Interior Design (Round Tables)
If you cut a small flat edge on a circular table to fit it against a wall, the remaining table surface (the usable part) is a Major Segment.
Tunneling
Road tunnels are often circular. The “roadway” cuts off a bottom segment (for drainage/utilities), leaving the main air space above as a Major Segment.
User Tips
Defining the Cut
When entering the “Height” or “Angle”, you are usually defining the properties of the *cut* (the minor part). The calculator assumes this convention to find the remaining major area.
Unit Management
The tool supports instant unit conversion. You can input Radius in meters but get the Area in square feet simply by selecting the dropdown options.
Frequently Asked Questions (FAQs)
1. What if the chord is the diameter?
Then the circle is cut exactly in half. Both the Major and Minor segments are Semicircles. The area is $\frac{1}{2} \pi R^2$.
2. Can I enter the Reflex Angle directly?
Currently, the tool expects the standard central angle ($< 180^\circ$) or chord properties. Entering a reflex angle ($> 180^\circ$) might be interpreted as the minor angle of the other side, which gives the same geometry but is less standard.
3. Is perimeter the circumference?
No.
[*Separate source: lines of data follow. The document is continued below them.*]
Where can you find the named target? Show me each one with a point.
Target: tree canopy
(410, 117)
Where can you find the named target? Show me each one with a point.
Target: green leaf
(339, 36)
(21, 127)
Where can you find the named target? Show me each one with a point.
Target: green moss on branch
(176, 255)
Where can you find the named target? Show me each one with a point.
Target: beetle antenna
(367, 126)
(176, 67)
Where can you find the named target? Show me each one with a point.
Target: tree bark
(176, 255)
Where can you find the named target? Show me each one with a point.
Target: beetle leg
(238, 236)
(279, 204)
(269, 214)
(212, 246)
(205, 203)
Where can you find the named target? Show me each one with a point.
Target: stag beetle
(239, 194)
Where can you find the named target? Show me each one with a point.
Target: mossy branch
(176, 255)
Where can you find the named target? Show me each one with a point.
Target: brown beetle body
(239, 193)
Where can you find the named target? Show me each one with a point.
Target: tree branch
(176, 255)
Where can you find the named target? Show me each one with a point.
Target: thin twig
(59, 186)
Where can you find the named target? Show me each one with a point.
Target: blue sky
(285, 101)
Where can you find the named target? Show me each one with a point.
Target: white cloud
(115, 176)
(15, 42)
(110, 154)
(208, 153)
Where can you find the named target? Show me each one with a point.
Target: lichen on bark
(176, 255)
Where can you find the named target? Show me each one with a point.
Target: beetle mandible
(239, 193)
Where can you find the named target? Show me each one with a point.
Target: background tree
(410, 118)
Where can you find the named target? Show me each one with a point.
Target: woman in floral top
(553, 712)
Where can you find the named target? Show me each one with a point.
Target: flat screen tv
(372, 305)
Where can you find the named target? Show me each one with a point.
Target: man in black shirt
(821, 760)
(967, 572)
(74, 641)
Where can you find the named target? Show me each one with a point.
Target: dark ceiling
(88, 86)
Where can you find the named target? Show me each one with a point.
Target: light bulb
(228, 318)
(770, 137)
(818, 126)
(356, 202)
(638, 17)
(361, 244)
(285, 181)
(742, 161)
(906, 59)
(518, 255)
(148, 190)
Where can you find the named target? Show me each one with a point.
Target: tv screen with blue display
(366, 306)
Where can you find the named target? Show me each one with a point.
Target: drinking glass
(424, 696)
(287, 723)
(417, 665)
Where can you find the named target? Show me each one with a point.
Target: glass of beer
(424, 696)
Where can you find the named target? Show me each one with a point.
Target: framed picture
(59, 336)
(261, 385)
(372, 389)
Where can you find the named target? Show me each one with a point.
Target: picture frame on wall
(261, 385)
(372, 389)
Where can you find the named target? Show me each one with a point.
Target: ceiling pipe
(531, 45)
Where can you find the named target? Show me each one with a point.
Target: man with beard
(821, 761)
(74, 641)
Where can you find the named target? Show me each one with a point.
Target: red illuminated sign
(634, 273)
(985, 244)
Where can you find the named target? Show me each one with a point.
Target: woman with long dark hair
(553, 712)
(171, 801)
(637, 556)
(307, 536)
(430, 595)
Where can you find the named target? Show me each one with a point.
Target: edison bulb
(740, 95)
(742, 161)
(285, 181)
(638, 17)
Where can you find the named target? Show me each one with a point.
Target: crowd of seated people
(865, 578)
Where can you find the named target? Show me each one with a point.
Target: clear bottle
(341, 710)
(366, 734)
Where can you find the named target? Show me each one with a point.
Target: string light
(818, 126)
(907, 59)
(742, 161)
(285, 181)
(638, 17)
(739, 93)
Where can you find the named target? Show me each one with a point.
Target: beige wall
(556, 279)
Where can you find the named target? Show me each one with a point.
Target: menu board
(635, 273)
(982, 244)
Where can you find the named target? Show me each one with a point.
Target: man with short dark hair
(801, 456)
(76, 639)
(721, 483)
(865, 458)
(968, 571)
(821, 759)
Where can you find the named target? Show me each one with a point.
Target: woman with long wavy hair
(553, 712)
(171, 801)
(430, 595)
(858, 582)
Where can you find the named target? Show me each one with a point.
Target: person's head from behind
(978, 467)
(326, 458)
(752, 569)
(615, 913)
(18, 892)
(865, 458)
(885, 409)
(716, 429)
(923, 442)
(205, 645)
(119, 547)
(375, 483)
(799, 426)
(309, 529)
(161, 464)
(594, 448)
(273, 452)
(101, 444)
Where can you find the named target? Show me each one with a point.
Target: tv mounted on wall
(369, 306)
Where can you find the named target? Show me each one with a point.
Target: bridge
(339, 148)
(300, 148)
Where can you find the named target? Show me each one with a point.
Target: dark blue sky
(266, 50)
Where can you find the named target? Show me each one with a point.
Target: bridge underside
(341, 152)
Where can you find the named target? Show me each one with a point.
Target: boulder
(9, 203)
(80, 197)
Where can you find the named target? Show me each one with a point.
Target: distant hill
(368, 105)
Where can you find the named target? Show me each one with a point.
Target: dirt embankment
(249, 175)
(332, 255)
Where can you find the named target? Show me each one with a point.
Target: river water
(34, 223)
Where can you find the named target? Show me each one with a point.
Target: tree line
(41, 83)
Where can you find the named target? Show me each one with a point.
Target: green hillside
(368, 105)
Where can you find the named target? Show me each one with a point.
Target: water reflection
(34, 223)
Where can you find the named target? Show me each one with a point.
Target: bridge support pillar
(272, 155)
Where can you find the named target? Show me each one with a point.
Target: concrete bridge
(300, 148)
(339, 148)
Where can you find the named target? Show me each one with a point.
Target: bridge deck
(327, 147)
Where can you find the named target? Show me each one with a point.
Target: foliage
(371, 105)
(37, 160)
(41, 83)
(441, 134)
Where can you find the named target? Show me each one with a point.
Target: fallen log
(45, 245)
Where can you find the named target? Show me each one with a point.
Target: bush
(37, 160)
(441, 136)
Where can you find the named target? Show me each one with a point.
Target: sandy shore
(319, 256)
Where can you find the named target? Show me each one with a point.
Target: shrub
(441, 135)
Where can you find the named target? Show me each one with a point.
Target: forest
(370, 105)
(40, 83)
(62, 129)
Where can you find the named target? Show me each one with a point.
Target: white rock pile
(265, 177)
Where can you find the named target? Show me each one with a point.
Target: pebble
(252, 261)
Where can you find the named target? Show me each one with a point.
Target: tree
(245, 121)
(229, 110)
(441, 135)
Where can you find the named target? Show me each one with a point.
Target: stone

The perimeter of a major segment includes the long arc length PLUS the chord length. It is the distance around the entire shape.
Final Words
Whether you are calculating fuel in a tank or designing a custom window, the Major Segment Area Calculator ensures you focus on the “big picture”—the main body of the circle—without getting lost in subtraction errors.